The majority of physicians in the current study tended to agree with the notion that MC is a legitimate treatment option. This finding is mirrored in most of the previous research on provider perspectives towards MC (Ablin et al., Citation2016; Adler & Colbert, Citation2013; Ananth et al., Citation2018; Carlini et al., Citation2017; Crowley et al., Citation2017; Doblin & Kleiman, Citation1991; Ebert et al., Citation2015; Uritsky et al., Citation2011). However, two studies reported that physicians did not recommend cannabis as a legitimate treatment option due to concerns that it is harmful to both physical and mental health (Kondrad & Reid, Citation2013; Kweskin, Citation2013).
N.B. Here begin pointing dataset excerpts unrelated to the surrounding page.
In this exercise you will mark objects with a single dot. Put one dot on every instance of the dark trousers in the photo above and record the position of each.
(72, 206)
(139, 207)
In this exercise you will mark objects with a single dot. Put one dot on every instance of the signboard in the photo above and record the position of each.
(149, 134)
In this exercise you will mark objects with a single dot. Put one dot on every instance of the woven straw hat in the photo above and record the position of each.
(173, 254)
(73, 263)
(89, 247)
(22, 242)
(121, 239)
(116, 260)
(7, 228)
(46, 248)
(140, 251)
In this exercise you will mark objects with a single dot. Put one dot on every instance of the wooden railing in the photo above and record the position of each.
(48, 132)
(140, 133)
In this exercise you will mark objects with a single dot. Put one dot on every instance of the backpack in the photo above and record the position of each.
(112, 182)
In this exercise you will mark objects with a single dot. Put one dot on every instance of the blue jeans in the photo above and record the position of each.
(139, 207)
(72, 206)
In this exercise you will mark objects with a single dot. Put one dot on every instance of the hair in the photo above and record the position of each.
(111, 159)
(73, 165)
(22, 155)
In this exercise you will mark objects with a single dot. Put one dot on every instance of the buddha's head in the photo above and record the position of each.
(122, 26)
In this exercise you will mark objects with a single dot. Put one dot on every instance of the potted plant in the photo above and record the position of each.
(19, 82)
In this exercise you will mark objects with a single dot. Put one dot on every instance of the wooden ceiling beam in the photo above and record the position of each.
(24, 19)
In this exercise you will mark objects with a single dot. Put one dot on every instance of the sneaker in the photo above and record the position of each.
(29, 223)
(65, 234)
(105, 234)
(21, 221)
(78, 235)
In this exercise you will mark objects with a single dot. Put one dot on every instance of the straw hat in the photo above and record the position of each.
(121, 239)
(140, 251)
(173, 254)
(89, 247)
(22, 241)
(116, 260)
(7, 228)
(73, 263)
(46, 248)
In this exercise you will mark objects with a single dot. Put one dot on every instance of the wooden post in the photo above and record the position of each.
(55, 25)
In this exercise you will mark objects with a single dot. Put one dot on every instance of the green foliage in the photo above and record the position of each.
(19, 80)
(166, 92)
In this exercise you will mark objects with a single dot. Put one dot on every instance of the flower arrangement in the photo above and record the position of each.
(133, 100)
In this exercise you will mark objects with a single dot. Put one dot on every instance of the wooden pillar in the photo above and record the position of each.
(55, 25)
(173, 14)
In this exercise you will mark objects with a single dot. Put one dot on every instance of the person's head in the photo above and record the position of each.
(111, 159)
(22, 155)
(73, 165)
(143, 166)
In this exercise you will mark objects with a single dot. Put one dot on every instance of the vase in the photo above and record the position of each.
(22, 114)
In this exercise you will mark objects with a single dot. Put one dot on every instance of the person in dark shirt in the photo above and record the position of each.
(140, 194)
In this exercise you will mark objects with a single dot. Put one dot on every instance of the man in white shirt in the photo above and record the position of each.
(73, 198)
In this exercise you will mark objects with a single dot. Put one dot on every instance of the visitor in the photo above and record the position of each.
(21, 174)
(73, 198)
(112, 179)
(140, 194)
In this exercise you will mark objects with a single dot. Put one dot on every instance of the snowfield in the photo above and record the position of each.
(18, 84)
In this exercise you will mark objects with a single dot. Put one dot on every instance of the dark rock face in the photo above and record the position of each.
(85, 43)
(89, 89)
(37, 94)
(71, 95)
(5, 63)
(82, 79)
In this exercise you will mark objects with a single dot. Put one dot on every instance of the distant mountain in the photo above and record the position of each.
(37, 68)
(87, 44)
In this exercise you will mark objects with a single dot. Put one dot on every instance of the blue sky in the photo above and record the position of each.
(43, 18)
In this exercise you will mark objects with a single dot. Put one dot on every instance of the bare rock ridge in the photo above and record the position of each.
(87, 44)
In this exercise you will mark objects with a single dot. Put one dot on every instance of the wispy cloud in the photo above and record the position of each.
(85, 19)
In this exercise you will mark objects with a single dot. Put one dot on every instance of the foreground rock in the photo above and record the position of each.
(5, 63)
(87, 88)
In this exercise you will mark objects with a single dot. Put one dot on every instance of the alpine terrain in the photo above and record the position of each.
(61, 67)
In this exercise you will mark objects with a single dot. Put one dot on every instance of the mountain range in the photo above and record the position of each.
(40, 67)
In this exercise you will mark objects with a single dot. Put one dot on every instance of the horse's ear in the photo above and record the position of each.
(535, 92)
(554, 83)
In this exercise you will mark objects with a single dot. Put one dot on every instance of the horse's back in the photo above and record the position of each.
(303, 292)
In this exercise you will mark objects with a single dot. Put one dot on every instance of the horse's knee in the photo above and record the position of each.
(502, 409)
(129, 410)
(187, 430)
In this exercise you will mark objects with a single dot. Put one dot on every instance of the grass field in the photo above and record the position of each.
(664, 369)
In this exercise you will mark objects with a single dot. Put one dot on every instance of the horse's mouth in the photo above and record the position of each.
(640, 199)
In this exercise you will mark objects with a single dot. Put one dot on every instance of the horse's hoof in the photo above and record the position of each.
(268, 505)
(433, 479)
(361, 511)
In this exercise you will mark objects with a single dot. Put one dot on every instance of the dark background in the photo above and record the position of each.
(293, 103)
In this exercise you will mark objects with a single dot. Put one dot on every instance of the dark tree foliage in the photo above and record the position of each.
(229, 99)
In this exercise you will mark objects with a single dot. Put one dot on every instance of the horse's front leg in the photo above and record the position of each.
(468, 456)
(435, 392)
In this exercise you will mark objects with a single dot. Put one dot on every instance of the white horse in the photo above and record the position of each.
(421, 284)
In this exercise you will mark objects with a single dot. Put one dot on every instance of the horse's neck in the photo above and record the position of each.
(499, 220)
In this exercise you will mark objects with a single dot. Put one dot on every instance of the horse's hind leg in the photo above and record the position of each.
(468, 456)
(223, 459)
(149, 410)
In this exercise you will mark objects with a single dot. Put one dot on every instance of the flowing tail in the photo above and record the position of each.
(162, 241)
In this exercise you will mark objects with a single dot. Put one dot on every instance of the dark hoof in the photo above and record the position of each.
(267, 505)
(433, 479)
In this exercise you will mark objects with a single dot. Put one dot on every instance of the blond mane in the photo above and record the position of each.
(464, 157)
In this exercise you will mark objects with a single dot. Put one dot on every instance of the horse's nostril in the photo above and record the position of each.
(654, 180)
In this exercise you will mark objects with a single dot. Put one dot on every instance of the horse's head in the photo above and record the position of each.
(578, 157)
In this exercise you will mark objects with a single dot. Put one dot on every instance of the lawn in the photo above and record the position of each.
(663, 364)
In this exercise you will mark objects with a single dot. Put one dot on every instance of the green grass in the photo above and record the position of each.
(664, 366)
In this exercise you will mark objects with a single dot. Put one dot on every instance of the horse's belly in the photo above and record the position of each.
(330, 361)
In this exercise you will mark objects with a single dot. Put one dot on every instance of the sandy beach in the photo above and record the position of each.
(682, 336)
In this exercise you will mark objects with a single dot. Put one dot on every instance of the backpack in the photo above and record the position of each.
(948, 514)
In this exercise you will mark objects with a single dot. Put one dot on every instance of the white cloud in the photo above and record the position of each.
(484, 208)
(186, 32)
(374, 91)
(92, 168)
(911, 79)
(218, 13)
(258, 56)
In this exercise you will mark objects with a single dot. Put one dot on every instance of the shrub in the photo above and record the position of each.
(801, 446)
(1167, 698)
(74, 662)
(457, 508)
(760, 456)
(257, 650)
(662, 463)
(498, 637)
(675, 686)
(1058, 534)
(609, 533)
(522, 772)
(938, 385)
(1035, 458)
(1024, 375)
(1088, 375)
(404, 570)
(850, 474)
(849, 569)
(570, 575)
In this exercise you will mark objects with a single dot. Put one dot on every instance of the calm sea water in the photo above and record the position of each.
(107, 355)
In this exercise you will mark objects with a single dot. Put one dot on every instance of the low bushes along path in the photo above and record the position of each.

According to the study results, slightly more than half (52%) of participating physicians agreed that prescription MC should be introduced in Norway versus 47% who opposed such a proposition. Most of the studies examining physicians’ perspectives towards prescription cannabis demonstrated that the majority of physicians favored such a proposition (Carlini et al., Citation2017; Crowley et al., Citation2017; Doblin & Kleiman, Citation1991; Uritsky et al., Citation2011; Ziemianski et al., Citation2015).

Limitations

The main limitation of the current research study lies in its low response rate and small sample size. Further, the results of this sample cannot be generalized to represent the entire population of physicians in Norway. An additional limitation of this study is the narrow spectrum of specialties in the sample. Despite the limitations of this research, the current study is the first of its kind in Norway and should be taken into account when new legislation and regulations surrounding MC are considered. More clinical studies are needed in order to reach conclusive evidence regarding both the therapeutic and adverse effects attributed to cannabis use in order to facilitate evidence-based clinical decision making on MC as a treatment option.

Conclusion

This study is unique in terms of providing an account of the perspectives of physicians in Norway towards MC, and it is one of few studies available assessing physicians’ views on this topical issue. Because of the lack of knowledge and education on MC, the majority of the respondents in this study displayed having very little knowledge of MC as a treatment option, which is a recurring finding among previous studies in other countries. Despite their limited knowledge, the majority of participants viewed MC as a legitimate treatment option and agreed that it should be accessible by prescription in Norway. Physicians also indicated that 1) cannabis has a wide range therapeutic effects, 2) the current legislation inhibits patients from optimal quality of care, 3) cannabis may reduce unnecessary use of opioids, and 4) cannabis may improve the quality of life for patients with chronic pain. As expert opinions, these justifications provide vital information in relation to future debates surrounding the availability of MC by prescription.

Author contributions

All authors have equal contributions.

Acknowledgements

The authors thank all participants in the study. The authors are also thankful to the two anonymous reviewers for their helpful and important comments on previous versions of the article.

Disclosure statement

No potential conflict of interest was reported by the author(s).